The Israeli Air Force claims to have destroyed more than 300 Iranian transporter erector launchers (TELs) since the beginning of the U.S.-Israeli military campaign against Iran. The so-called "TEL hunting" mission - locating and destroying mobile missile launchers before they can fire - has historically been one of the most difficult tasks in modern warfare, with efforts during Operation Desert Storm and Operation Iraqi Freedom producing "limited results," according to missile technology researcher Fabian Hoffmann.
Israel's air campaign against Iran last year "arguably marked the first instance of an air interdiction campaign successfully targeting enemy TELs at scale," missile technology researcher Fabian Hoffmann writes in his Missile Matters analysis, as reported by "Hvylya". That success now appears to be repeating itself on an even larger scale.
Dozens of videos published by official U.S. and Israeli channels show the destruction of Iranian mobile launchers.

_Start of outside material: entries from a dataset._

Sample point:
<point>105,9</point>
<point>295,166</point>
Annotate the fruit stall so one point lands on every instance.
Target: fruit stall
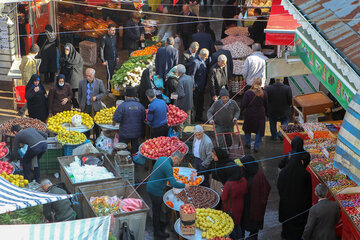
<point>120,199</point>
<point>320,141</point>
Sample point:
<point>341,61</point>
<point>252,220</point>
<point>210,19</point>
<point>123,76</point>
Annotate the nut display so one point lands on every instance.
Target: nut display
<point>70,137</point>
<point>5,128</point>
<point>199,196</point>
<point>55,122</point>
<point>104,116</point>
<point>213,223</point>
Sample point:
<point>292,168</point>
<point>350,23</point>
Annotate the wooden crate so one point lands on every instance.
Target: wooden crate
<point>136,220</point>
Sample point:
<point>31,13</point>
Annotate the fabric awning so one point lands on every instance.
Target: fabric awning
<point>85,229</point>
<point>13,198</point>
<point>281,26</point>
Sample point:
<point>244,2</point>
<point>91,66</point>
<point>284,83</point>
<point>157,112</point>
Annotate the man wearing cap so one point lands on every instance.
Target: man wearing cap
<point>131,116</point>
<point>280,101</point>
<point>227,112</point>
<point>202,149</point>
<point>220,51</point>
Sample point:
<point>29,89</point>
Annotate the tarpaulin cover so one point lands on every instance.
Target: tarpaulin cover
<point>13,197</point>
<point>280,20</point>
<point>84,229</point>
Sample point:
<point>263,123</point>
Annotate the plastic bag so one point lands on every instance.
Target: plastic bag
<point>85,149</point>
<point>76,120</point>
<point>104,144</point>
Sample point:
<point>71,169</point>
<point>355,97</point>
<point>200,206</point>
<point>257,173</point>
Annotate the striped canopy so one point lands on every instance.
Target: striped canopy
<point>84,229</point>
<point>13,198</point>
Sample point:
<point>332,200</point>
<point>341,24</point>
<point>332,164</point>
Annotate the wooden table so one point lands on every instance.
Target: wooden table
<point>312,103</point>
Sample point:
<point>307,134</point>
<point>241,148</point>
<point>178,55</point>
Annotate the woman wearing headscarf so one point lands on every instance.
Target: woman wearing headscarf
<point>232,198</point>
<point>145,84</point>
<point>60,96</point>
<point>295,190</point>
<point>254,107</point>
<point>72,68</point>
<point>36,98</point>
<point>230,10</point>
<point>258,190</point>
<point>298,151</point>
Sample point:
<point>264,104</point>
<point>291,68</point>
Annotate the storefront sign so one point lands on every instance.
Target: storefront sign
<point>322,72</point>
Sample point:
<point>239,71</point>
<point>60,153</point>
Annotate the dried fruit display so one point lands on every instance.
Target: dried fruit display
<point>5,128</point>
<point>199,196</point>
<point>238,49</point>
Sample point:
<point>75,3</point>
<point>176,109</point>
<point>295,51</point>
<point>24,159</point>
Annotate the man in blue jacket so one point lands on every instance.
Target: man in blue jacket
<point>162,173</point>
<point>157,115</point>
<point>131,116</point>
<point>198,71</point>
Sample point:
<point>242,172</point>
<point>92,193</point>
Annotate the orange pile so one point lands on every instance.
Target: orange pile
<point>146,51</point>
<point>192,181</point>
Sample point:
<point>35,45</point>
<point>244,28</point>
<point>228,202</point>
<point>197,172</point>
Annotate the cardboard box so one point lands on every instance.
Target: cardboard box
<point>187,229</point>
<point>187,217</point>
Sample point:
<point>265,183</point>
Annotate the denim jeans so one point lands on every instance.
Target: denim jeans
<point>257,139</point>
<point>273,129</point>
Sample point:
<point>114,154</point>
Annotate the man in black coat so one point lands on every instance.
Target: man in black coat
<point>133,33</point>
<point>188,29</point>
<point>189,54</point>
<point>48,43</point>
<point>204,39</point>
<point>219,50</point>
<point>166,58</point>
<point>218,77</point>
<point>256,31</point>
<point>280,100</point>
<point>323,217</point>
<point>198,70</point>
<point>108,53</point>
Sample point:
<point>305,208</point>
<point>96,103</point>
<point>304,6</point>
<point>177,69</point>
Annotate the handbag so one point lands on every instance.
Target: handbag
<point>230,211</point>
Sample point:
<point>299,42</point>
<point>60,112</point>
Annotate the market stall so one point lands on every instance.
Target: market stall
<point>320,141</point>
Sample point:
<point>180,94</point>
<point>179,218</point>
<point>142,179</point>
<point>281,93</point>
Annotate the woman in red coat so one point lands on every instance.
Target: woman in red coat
<point>232,198</point>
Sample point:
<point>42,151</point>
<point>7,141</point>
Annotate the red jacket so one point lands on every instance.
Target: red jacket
<point>238,191</point>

Hoffmann attributes the success to "pre-war intelligence on TEL storage bases and dispersal routes" combined with what he describes as a "presumed large number of medium- and high-altitude UAVs operating above Iran with near impunity, providing continuous surveillance."
The central military dynamic in the conflict, according to Hoffmann, is a "race to the bottom" - Iran is trying to deplete allied missile defense arsenals while inflicting damage, while the U.S. and Israel are working to destroy Iranian launchers before they can fire. On 28 February, Operation Epic Fury commenced with large-scale strikes against Iranian military, command, missile, and infrastructure targets.
The effectiveness of the TEL hunt appears to have had a direct impact on Iran's ability to sustain missile operations. Iranian ballistic missile launches have appeared "more unevenly spaced, significantly smaller in scale, and less coordinated" compared to the 12-Day War, Hoffmann notes. He attributes this to degraded TEL availability and disrupted command and control, forcing Iran to rely on "increasingly small units operating under forward-delegated authority."